Princeton residents know their ice cream. There are three ice cream parlors within walking distance of each other, each with its own unique style, flavors, and ambience.
The Bent Spoon, a small, cozy parlor established in 2004, sits on a narrow strip on the west side of Palmer Square. There are just three tables in the shop, so it’s not the best place for large crowds.
Its fans, however, couldn’t care less.
Long-time customer Christin Mertz said she comes to The Bent Spoon “way too often, according to my wallet—and my waistline.” As she described the shop, her face lit up like a kid in a candy shop, or in this case, an ice cream shop. “It’s different, creamy, sweet. It reminds me of summer,” she said. Mertz said that she was loyal to The Bent Spoon, skipping other shops in the area.
If, at first, you do not recognize the taste or smell of savory ice cream, do not be alarmed. The Bent Spoon specializes in flavors that are anything but normal. The shop rotates more than 500 flavors, with common favorites like sweet basil, dark chocolate sorbet, and blueberry mascarpone. These unique flavors are what keep “Spooners” coming back.
Even first-timers walk away with a smile on their face. A 70-year-old fan said the hazelnut flavor reminded her of Italy. She said she was impressed by the fact that their ice cream was organic, locally produced and still delicious. “Almost as good as the best Italian ice cream,” she said.
Do not let Halo Pub’s name or décor deceive you. Although it is decorated like a British pub, the shop is a center for families and students searching for quality ice cream. Established in 1975 on Hulfish Street, the Pub is known for affordable prices.
“We make our own ice cream,” said Antone Newlan, the manager of Halo Pub. “It’s all-natural with no additives. We’re an alternative.” The Pub has 48 flavors of hard ice cream and 10 flavors of soft. Some of their flavors include chocolate peanut butter, rum raisin, maple walnut, and cherry vanilla.
Halo Pub is much larger than The Bent Spoon. Customers at Halo Pub said that the low prices and larger seating area made it their favorite of the three major ice cream parlors.

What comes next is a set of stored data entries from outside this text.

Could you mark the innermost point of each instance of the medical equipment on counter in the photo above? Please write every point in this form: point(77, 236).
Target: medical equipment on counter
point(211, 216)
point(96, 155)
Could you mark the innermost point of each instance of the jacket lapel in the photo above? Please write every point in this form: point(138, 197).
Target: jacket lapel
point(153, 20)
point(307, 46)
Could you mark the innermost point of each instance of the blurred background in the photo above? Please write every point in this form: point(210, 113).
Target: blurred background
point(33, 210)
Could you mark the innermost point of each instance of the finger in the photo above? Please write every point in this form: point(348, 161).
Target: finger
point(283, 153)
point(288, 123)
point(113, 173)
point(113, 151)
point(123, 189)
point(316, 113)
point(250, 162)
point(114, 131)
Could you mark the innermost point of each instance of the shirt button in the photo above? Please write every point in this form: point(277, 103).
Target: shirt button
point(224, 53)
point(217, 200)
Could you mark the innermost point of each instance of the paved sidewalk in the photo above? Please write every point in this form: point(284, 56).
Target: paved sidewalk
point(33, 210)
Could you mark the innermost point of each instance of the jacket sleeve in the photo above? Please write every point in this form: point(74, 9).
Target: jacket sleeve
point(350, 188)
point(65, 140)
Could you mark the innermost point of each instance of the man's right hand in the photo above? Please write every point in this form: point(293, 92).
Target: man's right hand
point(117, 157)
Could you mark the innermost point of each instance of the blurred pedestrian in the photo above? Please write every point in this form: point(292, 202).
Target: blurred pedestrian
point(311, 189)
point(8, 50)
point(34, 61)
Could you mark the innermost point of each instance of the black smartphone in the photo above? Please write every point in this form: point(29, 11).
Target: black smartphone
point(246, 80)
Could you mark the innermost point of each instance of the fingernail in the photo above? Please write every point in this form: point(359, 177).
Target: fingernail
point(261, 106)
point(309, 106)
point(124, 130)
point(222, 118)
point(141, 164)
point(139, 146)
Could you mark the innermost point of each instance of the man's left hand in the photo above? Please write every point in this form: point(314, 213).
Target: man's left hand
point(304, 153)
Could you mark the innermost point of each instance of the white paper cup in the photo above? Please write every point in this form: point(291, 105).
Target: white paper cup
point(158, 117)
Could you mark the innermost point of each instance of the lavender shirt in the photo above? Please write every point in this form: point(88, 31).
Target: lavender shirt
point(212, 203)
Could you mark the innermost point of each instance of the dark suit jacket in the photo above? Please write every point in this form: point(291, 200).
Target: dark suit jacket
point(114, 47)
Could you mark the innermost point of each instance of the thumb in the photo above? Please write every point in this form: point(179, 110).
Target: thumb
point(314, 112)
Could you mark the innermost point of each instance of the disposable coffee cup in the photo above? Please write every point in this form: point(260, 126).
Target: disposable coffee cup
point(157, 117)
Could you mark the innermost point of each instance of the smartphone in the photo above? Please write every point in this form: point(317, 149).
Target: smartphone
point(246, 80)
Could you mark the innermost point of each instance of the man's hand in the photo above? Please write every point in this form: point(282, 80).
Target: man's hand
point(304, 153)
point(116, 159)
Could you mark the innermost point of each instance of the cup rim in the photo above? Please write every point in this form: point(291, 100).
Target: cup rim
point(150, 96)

Thomas Sweet was established in 1980 at the University’s request, according to Joe Beckett, the store’s manager. Thomas Sweet offers a “blend-in” option, where customers can pick a favorite flavor to be mixed with up to three toppings.
Parties, team victories, and University reunions often descend on Thomas Sweet’s central location on Nassau Street. Michelle Klein, a five-year customer, said she divides her time between The Bent Spoon and Thomas Sweet, and that parking availability often helps her determine which shop to visit.
Thomas Sweet may not have the most unique flavors, but sometimes customers just want something simple. “If I want unique, I go to Bent Spoon,” Klein said.
The people in Palmer Square on a summer day are as different as the ice cream flavors in these shops. Whether you like unusual or traditional flavors, you will find a place to eat ice cream in the town of Princeton.